Locus: A locus is the location of a gene on the chromosome. Loci is the plural term.
Allele: An allele is a mutation form of a gene which is found in specific locus. There can only be a maximum of 2 alleles found at one locus. Often people, including myself, will mistakenly use the term gene in the place of allele and among the basic genetic world it seems to be an acceptable mistake.
Heterozygous: One allele present in a locus.
Homozygous: Two of the same alleles present in a locus.
Phenotype: A phenotype is a characteristic or trait influence by a gene or outer trait. Here it is used as a term reflecting how the horse looks with the specific set of genes it carries.

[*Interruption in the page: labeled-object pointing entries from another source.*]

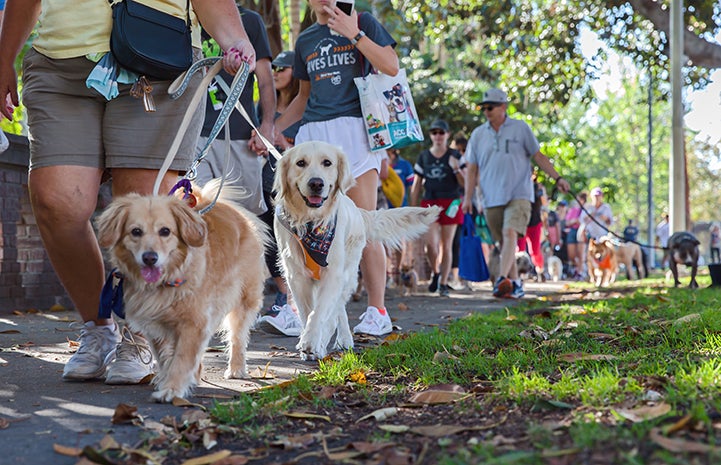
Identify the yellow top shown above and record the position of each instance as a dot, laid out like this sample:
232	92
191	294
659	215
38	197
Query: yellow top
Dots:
69	29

Mendel’s Theory of Inheritance
Gregor Mendel discovered the basic mode of inheritance via breeding pea plants and other flowers. He discovered that when breeding different colour plants together the resulting plants were not a mixture of both colours but rather was either colour of the parents. He bred many generations resulting in interesting results which led to the theory (and discovery) that each living creature has two spots to inherit a gene for a specific trait; one from the mother and one from the father. This area is called a locus and the codes for the traits are called alleles. When one spot is filled for a trait it is called heterozygous, when both spots are filled for the same trait it is called homozygous. Through this he also discovered dominant and recessive alleles that are present at these loci. A dominant allele expresses it’s trait with only one copy of the gene needed at the locus. A recessive allele needs two copies of the gene to express it’s trait at a locus, when in a situation where there is a heterozygous genome with 1 dominant and 1 recessive allele at one locus the dominant allele will win and show it’s trait (this is seen in the extension locus in horses).
Punnett Squares; Dominant and Recessive Genes
Punnett squares are used to discover and predict the outcome to offspring thanks to the Mendelian theory of having a location (or locus) of two spots for alleles, one spot to be filled from the mother and the other spot to be filled by the father as well as having dominant and recessive alleles within these loci. Listed on the top and the left side are the parents genome to the trait that you are trying to calculate, in the center of the square is the possibilities of the offspring to carry that trait. The most basic Punnett square is only calculating for one trait’s chances. A dominant allele is written in a capital letter and a recessive allele is written in a lower case letter. You will see here three different Punnett squares showing three different genome combinations and therefore the different odds using homozygous and heterozygous parents. Assuming in these situations that the green g is a recessive allele and the yellow Y is a dominant allele. First you see two homozygous recessive green g’s breeding together results in 100% green g recessive offspring. This would be the same when two homozygous dominant yellow Y’s breed together resulting in 100% dominant yellow Y offspring. When a homozygous recessive green breeds with a homozygous dominant yellow it results in 100% heterozygous yellow Yg. Yellow being the dominant allele it will show it’s traits with just one copy and over powers the one recessive green trait. Two heterozygous yellow Y’s breeding together results in 25% chance of getting a homozygous yellow Y, 50% chance in getting a heterozygous yellow Yg and 25% chance of getting a homozygous green gg.
Incomplete Dominant Genes
Horse coat colour genetics can be easily predicted using Punnett squares providing you know the correct colour genes your horses carry and of course knowing what genes are dominant and what genes are recessive. Horse genes are more complex then that however, horses also carry what is called an incomplete dominant gene. An incomplete dominant gene is a gene that when heterozygous (one copy of the allele) gives a different result then when homozygous (two copies of the allele). In this Punnett square we will see that blue B is an incomplete dominant colour. Homozygous B is bred with homozygous g results in 100% heterozygous Bg, however as there is only one copy of the incomplete dominant B allele in the locus resulting in the B being lighter and less bold in it’s trait.